Ты осматривался по салону. К потолку был приклеен плакат книги Филиппа Спрингера[115] Ванна с колоннадой. На одном из сидений лежал ящик, а в нем — карабины для пейнтбола и маски.
— О, — сказал ты, — вы пейнтбол любите?
Хипстеров было четверо. Или пятеро, если учитывать и ныску.
За рулем силела полноватая девушка в берете, с выглядывающими из-под него дредами и огромными черепушками в ушах, с колечком в носу и татуировками, как тебе казалось, по всему телу. То есть: тела ты не видел, но татуировки вылезали из-за воротника рубашки на шее, из рукавов на ладони. На ней были вещи, которые, как тебе казалось, ну никак не соответствовали всем этим дредам, колечку и татуировкам, так как выглядела она, словно участница французского движения сопротивления: берет, плащик, юбочка, высоко зашнурованные ботинки на толстом каблуке. Звали ее Швитеж[116]. Тот парень, который спрашивал у тебя дорогу, Адриан (сам он просил называть себя Ардианом), тоже выглядел весьма винтажно: на нем был пуловер, надетый на белую сорочку, и, внимание, довоенного покроя бриджи, к которым он надел шотландские чулки.
«Ну вот где он в XXI веке, — ломал голову ты, — купил себе шотландские чулки?» Выглядел он словно Мачей Штур, переодевшийся Виткацием[117]. Двое остальных были близнецами, которые — несмотря на свои, на глаз, лет двадцать пять — одевались одинаково, то есть, в оранжевые футболки «найк» с низким вырезом, старая модель, в узкие брюки и кардиганы. Волосы, как и у Ардиана, у них были подстрижены под вермахт. Звали их Удай и Кусай[118].

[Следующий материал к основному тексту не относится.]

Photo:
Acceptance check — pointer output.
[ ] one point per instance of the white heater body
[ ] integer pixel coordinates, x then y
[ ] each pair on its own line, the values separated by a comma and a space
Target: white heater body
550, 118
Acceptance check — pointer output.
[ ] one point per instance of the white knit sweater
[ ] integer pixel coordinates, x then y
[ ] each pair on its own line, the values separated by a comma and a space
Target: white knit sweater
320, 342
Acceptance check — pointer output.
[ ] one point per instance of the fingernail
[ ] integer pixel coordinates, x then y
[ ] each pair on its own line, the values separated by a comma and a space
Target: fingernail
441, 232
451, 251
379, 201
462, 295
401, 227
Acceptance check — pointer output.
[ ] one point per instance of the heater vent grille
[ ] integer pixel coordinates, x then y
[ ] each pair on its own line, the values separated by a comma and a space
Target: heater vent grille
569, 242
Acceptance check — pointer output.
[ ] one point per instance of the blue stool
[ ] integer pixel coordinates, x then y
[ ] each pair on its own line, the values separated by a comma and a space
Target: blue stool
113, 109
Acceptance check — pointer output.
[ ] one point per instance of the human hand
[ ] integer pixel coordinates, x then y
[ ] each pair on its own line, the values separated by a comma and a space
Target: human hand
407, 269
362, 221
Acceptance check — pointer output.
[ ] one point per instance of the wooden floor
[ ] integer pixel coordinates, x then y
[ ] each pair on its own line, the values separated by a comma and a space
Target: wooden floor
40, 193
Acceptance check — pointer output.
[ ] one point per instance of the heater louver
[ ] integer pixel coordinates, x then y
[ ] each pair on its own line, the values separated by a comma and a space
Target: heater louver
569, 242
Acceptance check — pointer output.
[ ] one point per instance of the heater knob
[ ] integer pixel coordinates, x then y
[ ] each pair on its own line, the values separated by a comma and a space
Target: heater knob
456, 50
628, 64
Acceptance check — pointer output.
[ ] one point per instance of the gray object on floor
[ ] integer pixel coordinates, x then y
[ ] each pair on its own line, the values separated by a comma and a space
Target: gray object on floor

А вообще-то, банда походила на отряд хиппи, направляющийся принять участие в Варшавском восстании.
Когда ты спросил их про пейнтбол, все рассмеялись.
— Любим, — за всех ответила Швитеж. — А ты, Павел, чем занимаешься?
— Я журналист.
— О! — возбудились они. — Это просто отлично складывается. А где?
— Портал Швятополь-дот-пээл. Знаете? Есть такая реклама: «Просматривай Швятополь-дот-пээл: смешит, морочит голову, пугает». А что?
— О-о!!! Знаем, знаем. Оно и лучше, радиус действия побольше.
— Так в чем дело?
— Видел на нашей ныске надпись Cleaners? — спросил Ардиан.
— Нет, — ответил ты, потому что и не видел.
— Надпись сзади, — мрачным голосом заметила Швитез. — Так как он мог видеть?
— Ну ладно, — продолжил Ардиан. — Короче, на нашей нысе есть надпись «Клинерз».
— Клинерз? В смысле: clean? В смысле: чистильщики?
— И-мен-но, — Ардиан повернулся в твою сторону, словно актер в голливудском фильме. — И-мен-но так!
— Да перестань ты уже вести себя как клоун, — заявила Швитез. — Расскажи только коллеге журналисту Павлу, что мы чистим.
— Действительно, а что вы чистите?
— Польшу, — одновременно ответили Удай с Кусаем, после чего поглядели друг на друга и захихикали, словно пара кроликов в мультике.
— Понял. И как идут у вас дела?
Как раз в этот момент вы пересекли административную границу города Сломники. Закат все так же не желал кончаться, так что небо над крышами из поддельной черепицы, металлочерепицы, просто черепицы или просто жести и из всего, чем только можно было крыть крышу, то розовело, то оранжевело. Ты не был уверен, действие ли это эликсиров или нет, но чувствовал себя, следует признаться, все страньше и страньше. Чувствовал ты себя каким-то очень даже легким. Иногда тебе даже казалось, что прямо сейчас влетишь под крышу микроавтобуса. Ныска тем временем карабкалась под горку, ехала мимо домов, обложенных утеплителем; мимо щитов, рекламирующих вилы и повидла, и постепенно приближалась к рынку.